La situación se agrava
Un comandante de la organización Komala-Facción Reformista ha hablado para la cadena kurda Rudaw y ha confirmado que su base en Zirgwez fue alcanzada por seis misiles. Con voz temblorosa, alertó que “se espera que la cifra de muertos aumente”, ya que las llamas aún devoran lo poco que queda de aquel lugar. La incertidumbre reina y el balance de víctimas sigue sin aclararse.

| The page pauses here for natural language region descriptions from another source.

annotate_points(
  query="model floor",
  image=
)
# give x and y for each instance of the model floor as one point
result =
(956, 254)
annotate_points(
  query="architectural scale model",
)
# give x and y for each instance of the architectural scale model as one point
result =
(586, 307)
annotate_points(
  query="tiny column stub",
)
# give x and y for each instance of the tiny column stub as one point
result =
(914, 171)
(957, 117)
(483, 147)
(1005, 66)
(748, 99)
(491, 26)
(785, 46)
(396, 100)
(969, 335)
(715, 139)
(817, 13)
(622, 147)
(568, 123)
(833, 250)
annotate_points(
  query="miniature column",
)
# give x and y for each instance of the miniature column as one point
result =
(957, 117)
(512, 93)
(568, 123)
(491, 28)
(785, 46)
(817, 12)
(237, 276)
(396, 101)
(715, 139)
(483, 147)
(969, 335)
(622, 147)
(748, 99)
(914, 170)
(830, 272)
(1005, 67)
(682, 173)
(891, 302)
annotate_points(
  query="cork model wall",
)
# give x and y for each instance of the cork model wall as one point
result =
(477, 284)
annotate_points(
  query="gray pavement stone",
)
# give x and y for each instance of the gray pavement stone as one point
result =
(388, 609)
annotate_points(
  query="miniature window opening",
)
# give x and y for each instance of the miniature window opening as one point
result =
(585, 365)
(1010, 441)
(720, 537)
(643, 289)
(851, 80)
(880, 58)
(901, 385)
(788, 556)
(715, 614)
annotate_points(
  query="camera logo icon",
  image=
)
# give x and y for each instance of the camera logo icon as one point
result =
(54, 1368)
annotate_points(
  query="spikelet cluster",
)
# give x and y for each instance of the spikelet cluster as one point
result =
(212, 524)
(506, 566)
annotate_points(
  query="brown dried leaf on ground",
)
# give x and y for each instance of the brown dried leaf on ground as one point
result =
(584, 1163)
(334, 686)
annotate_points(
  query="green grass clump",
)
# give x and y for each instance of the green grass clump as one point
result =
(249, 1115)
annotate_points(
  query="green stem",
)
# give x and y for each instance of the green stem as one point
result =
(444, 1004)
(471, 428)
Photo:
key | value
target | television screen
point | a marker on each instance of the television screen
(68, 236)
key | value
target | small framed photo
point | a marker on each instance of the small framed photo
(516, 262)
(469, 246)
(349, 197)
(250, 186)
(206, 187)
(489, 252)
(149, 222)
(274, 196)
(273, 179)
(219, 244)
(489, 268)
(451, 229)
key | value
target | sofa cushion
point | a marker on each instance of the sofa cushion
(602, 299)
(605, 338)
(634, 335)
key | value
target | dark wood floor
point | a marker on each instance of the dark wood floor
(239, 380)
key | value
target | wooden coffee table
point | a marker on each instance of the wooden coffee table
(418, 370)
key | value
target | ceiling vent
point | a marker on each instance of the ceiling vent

Aparte de esto, las fuerzas de la coalición liderada por Estados Unidos han derribado ocho drones en Erbil recientemente, aunque sin detalles sobre posibles víctimas o daños. Irán, por su parte, guarda silencio sobre estos sucesos tan trágicos. En los últimos años, hemos visto cómo el país persigue a grupos separatistas kurdos en el noroeste y ataca bases al norte de Irak; una respuesta a las ofensivas lanzadas por Estados Unidos e Israel desde febrero mientras se intentan negociar nuevos acuerdos nucleares entre Washington y Teherán.